Toute cette réaction est la peur des échéances électorales futures de 2010, l’Hon EL Hadj Hussein RADJABU et ses collègues sont emprisonnés parce que le régime trouve ingénieux d’écarter tous les éventuels opposants ou concurrents politiques. Dans le pays, nous connaissons beaucoup d’emprisonnements de politiciens, des agents de la société civile (journaliste et syndicaliste), des assassinats sélectifs par armes à feu, pas de politique réelle de désarmement pour un pays sortant de 12 ans de guerre civile, des viols des femmes et enfants, des détournements des deniers publics et corruptions, des tueries en masse, intimidations multiples des membres des partis d’opposition, manque de volonté d’application des accords signés entre le gouvernement et le dernier mouvement armé encore en activité le FNL PALIPEHUTU, refus de dialogue avec les autres acteurs de la vie sociale et politique du pays… enfin c’est là tout l’ingrédient réunissant une mauvaise gouvernance basée sur de l’amateurisme qui n’accepte pas sa faiblesse de capacité.
Quand, on s’indigne de tous ces maux surtout en ce qui concerne les emprisonnements et les autres violations de la personne humaine, la réponse est toujours la même : LAISSER LA JUSTICE FAIRE SON TRAVAIL. J’en pleure car la justice au Burundi est un instrument du régime qui en dicte les manières de faire taire les opposants au même titre que la police ainsi que les services des renseignements.
Je reconnais que tout le monde est tolérant envers le Burundi car c’est un pays où les élections se sont bien déroulées, mais cela ne lui donne droit à pratiquer une dictature démocratique. Au nom de quoi, le régime en place peut bafouer la volonté populaire en radiant illégalement les députés élus par son peuple ? Est-ce un dédain manifeste envers un peuple vers qui les autorités iront réclamer leurs voix ?

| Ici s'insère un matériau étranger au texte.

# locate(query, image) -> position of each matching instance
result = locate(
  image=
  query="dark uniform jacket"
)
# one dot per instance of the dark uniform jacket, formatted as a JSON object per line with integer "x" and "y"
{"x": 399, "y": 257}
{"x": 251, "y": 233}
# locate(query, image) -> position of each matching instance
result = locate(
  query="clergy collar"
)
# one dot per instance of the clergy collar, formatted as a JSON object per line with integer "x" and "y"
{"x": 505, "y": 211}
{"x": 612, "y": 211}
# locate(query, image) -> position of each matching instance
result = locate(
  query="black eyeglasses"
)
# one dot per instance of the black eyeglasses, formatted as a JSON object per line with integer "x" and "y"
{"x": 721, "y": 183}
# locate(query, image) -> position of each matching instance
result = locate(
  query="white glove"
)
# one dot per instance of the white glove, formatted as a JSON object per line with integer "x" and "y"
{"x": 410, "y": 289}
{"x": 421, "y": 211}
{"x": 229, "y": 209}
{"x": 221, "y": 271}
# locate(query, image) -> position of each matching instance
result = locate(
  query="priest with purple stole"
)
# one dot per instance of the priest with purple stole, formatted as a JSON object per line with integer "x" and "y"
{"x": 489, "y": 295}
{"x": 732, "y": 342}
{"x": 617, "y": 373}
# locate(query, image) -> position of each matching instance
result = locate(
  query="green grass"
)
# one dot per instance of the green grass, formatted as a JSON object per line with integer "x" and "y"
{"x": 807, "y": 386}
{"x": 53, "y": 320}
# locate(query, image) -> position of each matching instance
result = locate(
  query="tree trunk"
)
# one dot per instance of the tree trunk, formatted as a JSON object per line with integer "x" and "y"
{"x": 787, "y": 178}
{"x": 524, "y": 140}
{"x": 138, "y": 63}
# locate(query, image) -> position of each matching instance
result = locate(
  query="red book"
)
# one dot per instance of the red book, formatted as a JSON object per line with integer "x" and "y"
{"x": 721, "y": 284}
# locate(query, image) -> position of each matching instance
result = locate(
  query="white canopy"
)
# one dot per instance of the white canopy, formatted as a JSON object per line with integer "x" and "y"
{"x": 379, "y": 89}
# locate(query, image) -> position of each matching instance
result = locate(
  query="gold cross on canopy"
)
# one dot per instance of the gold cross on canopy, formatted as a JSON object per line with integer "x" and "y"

Je me suis adressée à vous les sages du monde afin que vous veniez au secours du peuple Burundi victime de ceux qu’ils ont élus et mis au pouvoir, qui n’ont aucune honte de violer la constitution. Nous avons suivi votre intervention dans la crise du Kenya et le succès des pourparlers et maintenant vous volez au chevet du Zimbabwe, sans oublier le Burundi qui est au milieu d’une sous région en ébullition.